Imaging Science Ph.D.

Imaging Science, Ph.D. degree, typical course sequence

Course Sem. Cr. Hrs.
First Year
IMGS-606
Graduate Seminar I
This course is focused on familiarizing students with research activities in the Carlson Center, research practices in the university, research environment and policies and procedures impacting graduate students. The course is coupled with the research seminar sponsored by the Center for Imaging Science (usually weekly presentations). Students are expected to attend and participate in the seminar as part of the course. The course also addresses issues and practices associated with technical presentation and technical writing. Credits earned in this course apply to research requirements.
1
IMGS-607
Graduate Seminar II
This course is a continuation of the topics addressed in the preceding course Imaging Science Graduate Seminar I. The course is coupled with the research seminar sponsored by the Center for Imaging Science (usually weekly presentations).
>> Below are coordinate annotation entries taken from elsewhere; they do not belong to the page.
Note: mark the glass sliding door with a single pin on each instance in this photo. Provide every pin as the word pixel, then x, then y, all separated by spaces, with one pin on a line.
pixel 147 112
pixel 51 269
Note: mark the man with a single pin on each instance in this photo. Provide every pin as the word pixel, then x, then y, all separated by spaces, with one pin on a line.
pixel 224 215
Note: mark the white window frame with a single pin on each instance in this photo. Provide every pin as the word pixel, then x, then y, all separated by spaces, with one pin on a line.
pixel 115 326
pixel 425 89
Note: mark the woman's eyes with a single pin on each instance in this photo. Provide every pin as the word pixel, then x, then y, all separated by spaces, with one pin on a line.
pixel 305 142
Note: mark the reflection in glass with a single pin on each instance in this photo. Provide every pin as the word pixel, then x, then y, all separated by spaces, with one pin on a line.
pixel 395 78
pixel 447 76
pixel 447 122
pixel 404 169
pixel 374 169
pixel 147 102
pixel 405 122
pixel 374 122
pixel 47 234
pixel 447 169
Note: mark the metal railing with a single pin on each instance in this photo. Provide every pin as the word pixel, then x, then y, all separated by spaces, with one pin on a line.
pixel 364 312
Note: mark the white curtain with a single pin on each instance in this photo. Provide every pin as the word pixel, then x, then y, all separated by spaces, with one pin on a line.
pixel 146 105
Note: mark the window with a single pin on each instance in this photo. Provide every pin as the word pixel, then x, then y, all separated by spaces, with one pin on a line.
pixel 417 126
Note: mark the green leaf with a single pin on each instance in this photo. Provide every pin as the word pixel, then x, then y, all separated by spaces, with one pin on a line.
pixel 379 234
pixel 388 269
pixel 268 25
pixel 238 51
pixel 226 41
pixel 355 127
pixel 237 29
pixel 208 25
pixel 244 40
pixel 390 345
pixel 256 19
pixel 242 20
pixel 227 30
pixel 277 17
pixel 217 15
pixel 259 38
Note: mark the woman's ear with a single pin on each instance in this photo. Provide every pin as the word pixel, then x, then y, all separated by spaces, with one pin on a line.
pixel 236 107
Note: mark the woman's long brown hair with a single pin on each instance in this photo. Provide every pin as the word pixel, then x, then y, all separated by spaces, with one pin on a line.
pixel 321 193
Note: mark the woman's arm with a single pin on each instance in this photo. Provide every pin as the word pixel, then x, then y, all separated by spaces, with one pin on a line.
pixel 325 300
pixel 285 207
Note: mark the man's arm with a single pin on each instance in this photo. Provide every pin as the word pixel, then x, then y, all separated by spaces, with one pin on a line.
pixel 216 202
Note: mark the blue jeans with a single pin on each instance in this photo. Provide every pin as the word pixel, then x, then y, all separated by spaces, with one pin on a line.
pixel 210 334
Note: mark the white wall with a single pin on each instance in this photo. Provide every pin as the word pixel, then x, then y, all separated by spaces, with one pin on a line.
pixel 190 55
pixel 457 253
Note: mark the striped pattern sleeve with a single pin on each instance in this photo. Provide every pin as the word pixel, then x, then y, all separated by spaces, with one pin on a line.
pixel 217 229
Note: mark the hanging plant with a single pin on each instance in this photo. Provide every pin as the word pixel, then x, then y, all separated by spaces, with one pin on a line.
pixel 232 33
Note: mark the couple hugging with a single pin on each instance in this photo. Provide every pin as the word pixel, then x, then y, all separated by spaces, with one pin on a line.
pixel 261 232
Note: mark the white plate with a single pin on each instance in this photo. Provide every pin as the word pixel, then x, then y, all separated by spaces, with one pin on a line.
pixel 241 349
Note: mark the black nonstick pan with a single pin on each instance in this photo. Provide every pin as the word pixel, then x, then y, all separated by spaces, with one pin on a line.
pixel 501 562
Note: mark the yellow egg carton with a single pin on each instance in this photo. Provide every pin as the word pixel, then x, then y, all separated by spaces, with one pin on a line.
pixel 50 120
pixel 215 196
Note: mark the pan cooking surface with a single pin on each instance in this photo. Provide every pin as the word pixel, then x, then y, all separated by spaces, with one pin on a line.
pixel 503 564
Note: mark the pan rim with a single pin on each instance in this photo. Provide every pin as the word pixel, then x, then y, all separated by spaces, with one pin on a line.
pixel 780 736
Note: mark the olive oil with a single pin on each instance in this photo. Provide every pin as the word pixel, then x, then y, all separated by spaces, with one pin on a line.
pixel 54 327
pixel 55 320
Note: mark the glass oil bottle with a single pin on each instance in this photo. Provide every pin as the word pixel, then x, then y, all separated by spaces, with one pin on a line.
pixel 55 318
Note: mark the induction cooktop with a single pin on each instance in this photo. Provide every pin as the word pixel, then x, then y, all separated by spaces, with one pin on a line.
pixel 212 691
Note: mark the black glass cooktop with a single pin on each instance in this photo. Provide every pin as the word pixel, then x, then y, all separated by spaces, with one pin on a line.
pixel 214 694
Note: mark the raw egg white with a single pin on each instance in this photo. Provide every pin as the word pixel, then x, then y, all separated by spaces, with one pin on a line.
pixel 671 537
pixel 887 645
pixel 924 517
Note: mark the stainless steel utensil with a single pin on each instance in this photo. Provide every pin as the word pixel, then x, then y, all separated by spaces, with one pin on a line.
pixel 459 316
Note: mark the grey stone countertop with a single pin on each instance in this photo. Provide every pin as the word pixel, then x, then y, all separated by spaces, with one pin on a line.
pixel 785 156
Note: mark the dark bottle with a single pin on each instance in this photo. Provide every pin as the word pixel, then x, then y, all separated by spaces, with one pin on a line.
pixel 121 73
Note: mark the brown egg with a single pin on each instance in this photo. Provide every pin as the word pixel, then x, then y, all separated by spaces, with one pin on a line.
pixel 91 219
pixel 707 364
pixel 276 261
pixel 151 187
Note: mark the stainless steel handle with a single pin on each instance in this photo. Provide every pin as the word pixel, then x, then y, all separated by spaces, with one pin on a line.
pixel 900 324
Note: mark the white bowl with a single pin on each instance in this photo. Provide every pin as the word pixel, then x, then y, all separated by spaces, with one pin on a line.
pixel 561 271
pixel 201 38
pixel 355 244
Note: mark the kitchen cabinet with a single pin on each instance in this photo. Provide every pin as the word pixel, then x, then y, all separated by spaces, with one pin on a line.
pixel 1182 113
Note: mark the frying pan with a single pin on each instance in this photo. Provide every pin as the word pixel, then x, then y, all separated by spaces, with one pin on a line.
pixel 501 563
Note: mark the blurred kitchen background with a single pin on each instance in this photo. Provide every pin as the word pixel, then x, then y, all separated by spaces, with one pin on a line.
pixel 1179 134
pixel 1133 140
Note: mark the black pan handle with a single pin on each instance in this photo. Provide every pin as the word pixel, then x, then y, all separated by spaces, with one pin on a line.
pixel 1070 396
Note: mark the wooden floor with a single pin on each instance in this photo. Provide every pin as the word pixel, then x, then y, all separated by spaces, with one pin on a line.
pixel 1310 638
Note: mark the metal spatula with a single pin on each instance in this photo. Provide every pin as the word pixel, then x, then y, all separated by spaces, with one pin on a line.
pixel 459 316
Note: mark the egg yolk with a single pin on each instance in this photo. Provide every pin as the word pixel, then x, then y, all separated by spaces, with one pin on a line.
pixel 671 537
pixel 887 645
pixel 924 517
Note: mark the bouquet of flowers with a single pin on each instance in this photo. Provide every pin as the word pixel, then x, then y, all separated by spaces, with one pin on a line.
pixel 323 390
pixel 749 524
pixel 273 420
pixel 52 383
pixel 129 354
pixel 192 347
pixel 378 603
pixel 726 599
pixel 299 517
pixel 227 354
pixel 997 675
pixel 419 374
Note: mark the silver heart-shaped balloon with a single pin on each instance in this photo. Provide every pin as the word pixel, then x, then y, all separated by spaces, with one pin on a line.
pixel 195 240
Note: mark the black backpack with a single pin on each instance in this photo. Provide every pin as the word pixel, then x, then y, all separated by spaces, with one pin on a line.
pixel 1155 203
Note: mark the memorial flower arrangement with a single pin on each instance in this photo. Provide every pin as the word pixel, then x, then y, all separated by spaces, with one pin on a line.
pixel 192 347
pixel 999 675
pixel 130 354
Students are expected to attend and participate in the seminar as part of the course. The course addresses issues and practices associated with technical presentations. Credits earned in this course apply to research requirements.
1
IMGS-609
Graduate Laboratory I
This laboratory course is intended to familiarize graduate students with many concepts, tools, and techniques necessary for completion of the Imaging Science graduate curriculum. Students will work in a variety of areas including scientific programming, numerical analysis, imaging system analysis, and characterization. (Pre-requisite: Graduate standing in Imaging Science or permission of the instructor.)
2
IMGS-613
Probability, Noise, and Systems Modeling
This course develops models of noise and random processes within the context of imaging systems. The focus will be on stationary random processes in both one dimension (time) and two dimensions (spatial). Power spectrum estimation will be developed and applied to signal characterization in the frequency domain. The effect of linear filtering will be modeled and applied to signal detection and maximization of SNR. The matched filter and the Wiener filter will be developed. Signal detection and amplification will be modeled, using noise figure and SNR as measures of system quality. At completion of the course, the student should have the ability to model signals and noise within imaging systems.
3
IMGS-616
Fourier Methods for Imaging
This course develops the mathematical methods required to describe continuous and discrete linear systems, with special emphasis on tasks required in the analysis or synthesis of imaging systems. The classification of systems as linear/nonlinear and shift variant/invariant, development and use of the convolution integral, Fourier methods as applied to the analysis of linear systems. The physical meaning and interpretation of transform methods are emphasized.
3
IMGS-619
Radiometry
This course is focused on the fundamentals of radiation propagation as it relates to making quantitative measurements with imaging systems. The course includes an introduction to common radiometric terms and derivation of governing equations with an emphasis on radiation propagation in both non-intervening and turbid media. The course also includes an introduction to detector figures of merit and noise concepts.
3
IMGS-620
The Human Visual System
This course describes the underlying structure of the human visual system, the performance of those structures and the system as a whole, and introduces psychophysical techniques used to measure them. The visual system's optical and neural systems responsible for collecting and detecting spatial, temporal, and spectral signals from the environment are described. The sources and extent of limitations in the subsystems are described and discussed in terms of the enabling limitations that allow practical imaging systems.
3
IMGS-633
Optics for Imaging
This course provides the requisite knowledge in optics needed by a student in the graduate program in Imaging Science. The topics covered include the ray and wave models of light, diffraction, imaging system resolution.
3
IMGS-682
Image Processing and Computer Vision
This course will cover a wide range of current topics in modern still digital image processing. Topics will include grey scale and color image formation, color space representation of images, image geometry, image registration and resampling, image contrast manipulations, image fusion and data combining, point spatial and neighborhood operations, image watermarking and steganography, image compression, spectral data compression, image segmentation and classification, and basic morphological operators. Projects will involve advanced computational implementations of selected topics from the current literature in a high level language such as Matlab or IDL and will be summarized by the students in written technical papers.
3
 
Specialty Track Course
3
Second Year
IMGS-890
Research & Thesis
Doctoral-level research by the candidate on an appropriate topic as arranged between the candidate and the research advisor.
1
 
Specialty Track Course
3
 
Electives
9
Third Year
IMGS-890
Research & Thesis
Doctoral-level research by the candidate on an appropriate topic as arranged between the candidate and the research advisor.
10
Fourth Year
IMGS-890
Research & Thesis
Doctoral-level research by the candidate on an appropriate topic as arranged between the candidate and the research advisor.
10
Fifth Year
IMGS-890
Research & Thesis
Doctoral-level research by the candidate on an appropriate topic as arranged between the candidate and the research advisor.